El paisaje que apreció Ana María a su llegada fue desolador. La portada y el segundo piso del edificio situado en al acera occidental de la carrera séptima, donde funcionaba un salón de belleza, estaban destrozados, las ventanas de los edificios adyacentes y cercanos habían desaparecido, la fachada del edificio de Educación Continua había sufrido graves daños y adentro varios salones estaban despedazados. Aquél donde se había realizado la evaluación pocos minutos antes, había recibido el impacto de la onda explosiva. En el interior, una buena cantidad de mesas había quedado aplastada por efecto del derrumbe de parte del techo. En la otra parte, se veía un gran agujero.

Ana María, acompañada de paramédicos y policías de la estación vecina, inspeccionó en detalle los estragos del salón. No tardó en encontrar la causa del gran agujero: una cabeza, la cabeza del terrorista, había caído dentro. Todavía goteaba su sangre. En pocos minutos, un grupo especializado del escuadrón antiexplosivos de la policía dio con los restos esparcidos del hombre de la bomba. Los brazos habían caído en el parqueadero de Derecho, a unos cien metros del salón. Eso que Yadira creyó que era una rama de árbol era uno de las extremidades del terrorista.

La noche terminó para Yadira, Pacho y Ana María a las dos de la mañana, después de que surtieron todas las indagatorias de rutina, después de evaluar la manera de enfrentar la situación al día siguiente, después de sosegar su ánimo, después de verificar que lo ocurrido había sido real, tristemente real, y no el brazo de alguna pesadilla colectiva.

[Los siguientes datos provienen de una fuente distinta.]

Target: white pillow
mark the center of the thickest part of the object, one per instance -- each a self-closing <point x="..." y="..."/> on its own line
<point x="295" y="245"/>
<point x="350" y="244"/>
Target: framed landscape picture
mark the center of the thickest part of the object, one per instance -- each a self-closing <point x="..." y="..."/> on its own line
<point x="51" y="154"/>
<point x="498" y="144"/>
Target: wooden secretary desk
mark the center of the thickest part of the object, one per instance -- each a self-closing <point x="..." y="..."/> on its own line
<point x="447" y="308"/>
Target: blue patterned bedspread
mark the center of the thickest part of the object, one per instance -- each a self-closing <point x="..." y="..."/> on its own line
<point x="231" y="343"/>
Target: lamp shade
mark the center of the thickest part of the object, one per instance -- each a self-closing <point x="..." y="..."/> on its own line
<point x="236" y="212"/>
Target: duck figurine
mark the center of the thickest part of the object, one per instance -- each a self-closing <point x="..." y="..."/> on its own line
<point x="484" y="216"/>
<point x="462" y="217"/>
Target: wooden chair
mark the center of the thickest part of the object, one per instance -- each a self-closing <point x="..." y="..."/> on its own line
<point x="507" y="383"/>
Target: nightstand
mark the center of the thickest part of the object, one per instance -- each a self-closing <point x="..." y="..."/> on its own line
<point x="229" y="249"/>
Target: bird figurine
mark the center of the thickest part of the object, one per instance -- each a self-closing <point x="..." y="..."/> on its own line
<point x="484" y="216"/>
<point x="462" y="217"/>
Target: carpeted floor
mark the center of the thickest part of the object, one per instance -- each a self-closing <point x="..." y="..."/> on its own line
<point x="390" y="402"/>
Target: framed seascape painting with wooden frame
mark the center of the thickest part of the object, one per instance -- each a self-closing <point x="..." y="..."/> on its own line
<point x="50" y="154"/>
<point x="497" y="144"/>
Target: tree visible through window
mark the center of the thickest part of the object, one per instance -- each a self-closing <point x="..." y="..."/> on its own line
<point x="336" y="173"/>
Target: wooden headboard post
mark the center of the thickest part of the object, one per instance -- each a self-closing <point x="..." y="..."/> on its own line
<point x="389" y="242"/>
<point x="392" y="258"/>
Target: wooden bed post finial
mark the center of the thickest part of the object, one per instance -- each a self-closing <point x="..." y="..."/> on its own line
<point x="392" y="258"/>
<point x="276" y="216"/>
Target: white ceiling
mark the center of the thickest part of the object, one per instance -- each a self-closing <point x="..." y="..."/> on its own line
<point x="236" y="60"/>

Se indagaron varias hipótesis sobre el atentado: podría estar dirigido a la estación de policía, situada a escasas dos cuadras abajo, por la calle 40, pero también podría estar dirigido al salón de belleza, que fue el establecimiento que más sufrió daños, o podría estar dirigido contra la Universidad Javeriana. Aún hoy no se tienen certezas ni del objetivo ni tampoco de los autores intelectuales. Lo único que se ha comprobado es la identidad del hombre de la bomba, un desplazado más de la violencia que resultó involucrado, no se sabe muy bien cómo, con maleantes muy peligrosos, tan peligrosos que contaban con insumos de guerra. Alguno de los actores del conflicto: narcotraficantes, mafiosos, paracos o guerrilleros. Para el caso da lo mismo.

No hay certezas, sólo víctimas, y esa imagen tan macabra de una cabeza cayendo dentro de un salón de clases de la que difícilmente nos podremos sustraer.